Всё-таки, надо на всякий случай выработать стратегию поведения, как говорила на уроках бизнес-успеха новенькая учительница, ужасно молодая и ужасно тощая, похожая на сухую палку. Просто на всякий случай. Значит, надо говорить, что ничего не было, главное ничего не признавать – мама Марине это сказала, когда она только в первый класс собиралась идти. Родители очень боялись, что Марину будут обижать, и мама, и папа, и бабушка предупреждали, что ни в коем случае не надо терпеть насмешки, а уж толчки и подавно – всё-таки у неё нет органа.

− Делай свирепое лицо и нападай, маши руками, пинай ногами, − говорила мама утром первого сентября. – А если взрослые станут ругать – реви, обвиняй во всём других.

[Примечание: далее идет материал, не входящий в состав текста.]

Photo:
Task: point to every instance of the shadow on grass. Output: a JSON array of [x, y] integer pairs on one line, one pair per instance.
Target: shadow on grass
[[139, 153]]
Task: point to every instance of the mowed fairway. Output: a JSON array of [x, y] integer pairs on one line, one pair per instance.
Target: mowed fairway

И ни в чём не признавайся, говори, что ты не начинала, всё они начали.

Марина тогда переспрашивала маму: а кто это «они»? Мама отвечала: все, все люди вокруг – твои враги. Марина спрашивала: почему? А мама говорила: потому что у них есть селезёнка, а у тебя нет.

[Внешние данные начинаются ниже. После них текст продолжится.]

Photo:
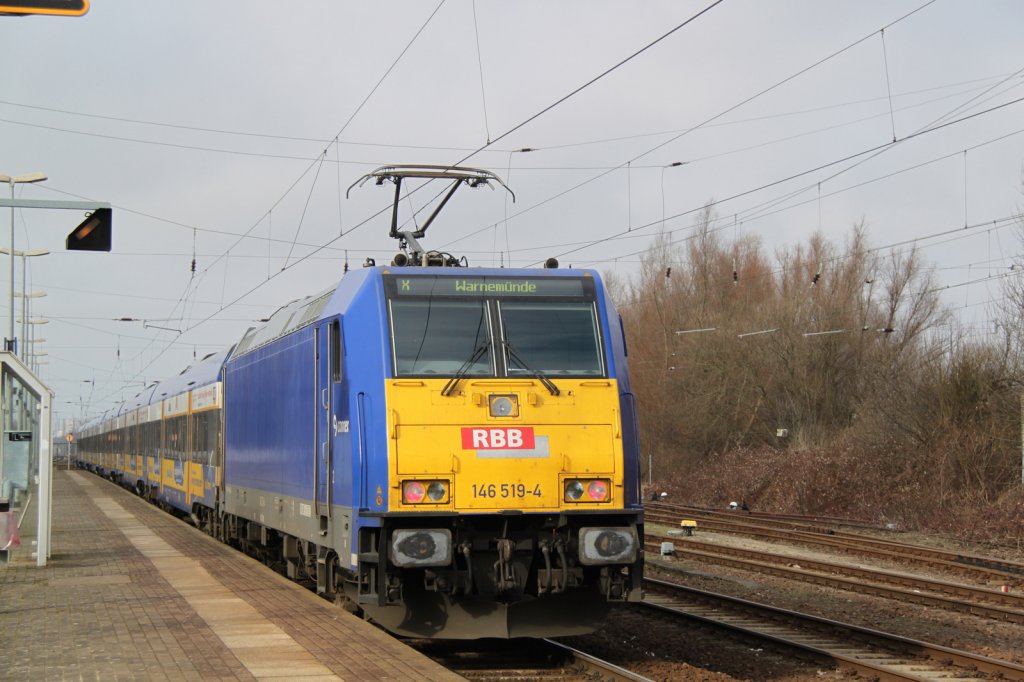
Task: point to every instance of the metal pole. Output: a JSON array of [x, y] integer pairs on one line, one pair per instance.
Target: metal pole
[[25, 309], [10, 329]]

Так Марина и будет говорить. Она ничего не знает, это наговор, Соня завидует, что Марина была капитаном. Мама Сони ещё и бесится, что команду для её дочки никак не наберут. И не наберут – Марина всех младшаков ненавидит. А Марина к Соне не подходила даже, и девочки могут подтвердить. Главное завтра − предупредить Варю и Настю. Но предупредить она не успела. Господи! У неё новый мобильник – папа подарил. Но мама кидает на него так мало денег!..

Глава восемнадцатая. Разбирательство

Утром пришла повестка из милиции: маме явиться туда то и туда то, к инспектору такому-то, почтальон принёс прямо в квартиру, под роспись в полвосьмого утра. Марина внутри обмерла, – чёрт! не врала Соня – но внешне сделала вид, что ничего не знает, что это её не касается. Но бабушка перепугалась. Мама сказала, успокаивая бабушку :

− Это из-за Инессы. Муж её мне звонил, какую-то справку ему в больнице не дали. Вроде бы, получается по документам, что он её мёртвую в больницу привёз. Нигде не значится, что она в больнице умерла. По документам «скорой» − живая, по документам больницы – поступила мёртвая. А он же её сопровождал. Он предупреждал, что меня как свидетеля могут вызвать. До сорока пяти лет, если человек умирает, родных в убийстве подозревают и всех друзей умершего опрашивают.